Got any games-specific resolutions that you'd care to share? Here are a few suggested to us by friends and family over the last few weeks as we canvassed for suggestions on this topic:
- Buy used. Few games get so badly beaten up that they won't play, and those that do can be returned for the same product. Why pay full price?
- Play your old games. Admit it. You've got a ton of great games sitting on your shelf that you still haven't beat. Think of all the little Kazakhstani kids who never get to play video games. You'll finish your games before you get up from that sofa, young man, or you won't get another game to play.

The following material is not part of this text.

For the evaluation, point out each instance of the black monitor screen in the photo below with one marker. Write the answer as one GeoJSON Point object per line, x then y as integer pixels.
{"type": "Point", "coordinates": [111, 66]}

- Check the reviews. No matter what we say on this point, Sports Roster Update '08 will still sell millions of copies, but we all know that smart consumers do try to take into consideration that mass of criticism available on just about every game released. If you care about games, you'll starve bad developers and bad publishers so that innovative, creative games will find some breathing space on store shelves.
- Widen your horizons. Don't be provincial: if you're a diehard fanboy of console Z, try one of the other guys with an open mind. If you're a diehard video gamer, try a paper-based game or a board game. Reconnecting with classics like chess and backgammon can teach us to be better critics of game balance.
- Defend your hobby. There's no shortage of opportunistic politicians who attack gaming because it'll win them voter brownie points. Authority figures love to demonize our favorite hobby -- don't let them.
- Avoid HD-formats, but embrace HD. The Blu-ray vs. HD-DVD debacle won't be sorted out in 2007, but high-def content is here to stay. Once you go HD, it's tough to go back.